CAD was largely unreactive to the CPI report, where the headline cooled sharply to 3.1% Y/Y (exp. 3.2%, prev. 3.8%), with the M/M printing as expected at 0.1% (prev. -0.1%). Core Y/Y and M/M was 2.7% (prev. 2.8%) and 0.3% (prev. -0.1%), respectively, with the Core CPI average dipping to 3.77% (prev. 4.0%). The headline dip was largely due to lower gasoline prices, which reflected a switch to cheaper winter gasoline blends and a favourable base-year impact from a year ago when OPEC announced production cuts. Looking ahead, Oxford Economics expect the BoC will keep the policy rate at 5% through mid-2024, before beginning to slowly ease given its concern that inflation could get stuck above target.

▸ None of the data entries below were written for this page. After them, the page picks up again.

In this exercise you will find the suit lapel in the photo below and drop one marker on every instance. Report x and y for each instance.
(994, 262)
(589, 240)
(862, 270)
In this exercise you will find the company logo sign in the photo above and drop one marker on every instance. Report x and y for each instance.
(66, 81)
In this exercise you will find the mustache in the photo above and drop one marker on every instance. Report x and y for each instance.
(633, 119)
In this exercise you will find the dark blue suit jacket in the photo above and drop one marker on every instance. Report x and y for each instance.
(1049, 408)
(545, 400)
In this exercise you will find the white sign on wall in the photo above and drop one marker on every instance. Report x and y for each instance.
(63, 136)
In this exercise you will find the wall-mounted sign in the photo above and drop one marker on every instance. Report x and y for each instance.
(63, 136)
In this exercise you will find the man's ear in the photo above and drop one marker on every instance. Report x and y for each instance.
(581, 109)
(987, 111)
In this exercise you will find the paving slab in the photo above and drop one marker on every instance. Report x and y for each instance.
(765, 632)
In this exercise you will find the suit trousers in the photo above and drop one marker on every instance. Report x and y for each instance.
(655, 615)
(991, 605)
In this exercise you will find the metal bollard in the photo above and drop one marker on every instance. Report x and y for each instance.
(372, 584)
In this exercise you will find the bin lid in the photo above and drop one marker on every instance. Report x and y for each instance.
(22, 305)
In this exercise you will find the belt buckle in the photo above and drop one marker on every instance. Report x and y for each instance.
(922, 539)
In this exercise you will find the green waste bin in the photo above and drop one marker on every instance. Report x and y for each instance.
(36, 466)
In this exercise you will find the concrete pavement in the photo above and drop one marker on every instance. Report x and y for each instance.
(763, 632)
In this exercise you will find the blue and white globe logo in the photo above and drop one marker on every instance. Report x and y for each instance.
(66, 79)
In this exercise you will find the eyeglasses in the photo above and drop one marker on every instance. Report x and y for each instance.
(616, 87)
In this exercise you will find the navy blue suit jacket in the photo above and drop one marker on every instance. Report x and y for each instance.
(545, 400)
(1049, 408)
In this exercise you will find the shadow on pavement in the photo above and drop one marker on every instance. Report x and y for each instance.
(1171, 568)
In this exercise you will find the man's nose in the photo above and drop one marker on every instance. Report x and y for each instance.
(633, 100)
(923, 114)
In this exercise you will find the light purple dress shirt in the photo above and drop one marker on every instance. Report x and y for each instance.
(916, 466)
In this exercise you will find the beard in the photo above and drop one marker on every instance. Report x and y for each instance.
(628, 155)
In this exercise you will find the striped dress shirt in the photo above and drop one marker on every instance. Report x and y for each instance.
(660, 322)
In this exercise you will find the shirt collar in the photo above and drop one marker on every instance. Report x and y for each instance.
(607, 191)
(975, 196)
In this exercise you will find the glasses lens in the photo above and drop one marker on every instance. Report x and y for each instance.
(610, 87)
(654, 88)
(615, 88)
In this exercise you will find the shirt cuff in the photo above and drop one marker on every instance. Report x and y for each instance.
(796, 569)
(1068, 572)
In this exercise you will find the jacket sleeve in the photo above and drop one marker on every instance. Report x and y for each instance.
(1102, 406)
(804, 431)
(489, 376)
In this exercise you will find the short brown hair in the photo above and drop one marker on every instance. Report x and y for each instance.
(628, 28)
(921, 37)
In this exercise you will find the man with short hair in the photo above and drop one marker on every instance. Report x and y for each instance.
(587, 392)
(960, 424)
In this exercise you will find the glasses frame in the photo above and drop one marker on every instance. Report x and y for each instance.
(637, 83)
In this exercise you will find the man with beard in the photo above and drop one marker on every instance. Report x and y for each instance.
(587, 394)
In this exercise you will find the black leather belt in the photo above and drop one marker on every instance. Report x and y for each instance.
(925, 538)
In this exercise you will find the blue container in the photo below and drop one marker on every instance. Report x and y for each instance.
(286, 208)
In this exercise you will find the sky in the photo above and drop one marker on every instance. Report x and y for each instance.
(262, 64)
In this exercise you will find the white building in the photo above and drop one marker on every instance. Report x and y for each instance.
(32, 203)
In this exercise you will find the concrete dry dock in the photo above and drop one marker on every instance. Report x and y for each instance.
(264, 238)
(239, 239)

EUR was the G10 laggard, to see EUR/USD hit a low of 1.0901 after an earlier 3-month peak of 1.0964. ECB President Lagarde spoke at an event, saying she expects headline inflation to rise again slightly in the coming months, said the Bank needs to remain attentive until it has firm evidence that conditions are in place for inflation to return sustainably to target. Schnabel and Centeno were on the wires also but said little new. In other news, the German government announced it has frozen new spending under the large ESF, marking the latest budgetary casualty in the fallout from the constitutional court ruling last week, providing support to EGBs.
AUD and JPY were flat. The Aussie failed to breach key technical resistance vs the Buck following hawkish RBA remarks/minutes and faded from the 200 DMA, 0.6589, to lows of 0.6545. Regarding the minutes, they stated that staff projections for inflation assumed one or two more rate hikes and the Board noted the Cash Rate remained below rates in many other countries, while rising house prices could indicate that policy was not especially restrictive.
EMFX was largely weaker, but the Yuan saw strong gains and continued its upward momentum vs the Greenback. In the European morning, Reuters sources noted China's major state-owned banks have been active in the currency market this week, buying the Yuan and helping hasten its recovery against a broadly weaker buck. For the Real watchers, the Brazilian government cut its 2023 and 2024 GDP forecasts to 3.0% (prev. 3.2%) and 2.2% (prev. 2.3%), respectively, while BCB Chief Neto said the last inflation number had good quality and rise in state tax ICMS has an effect of between 10-20bps on inflation. Lastly, the HUF was undermined by dovish NBH guidance following the widely forecast 75bps cuts as Deputy Governor Viraj suggested the Base Rate could be cut to single digits by February 2024 (11.5% currently).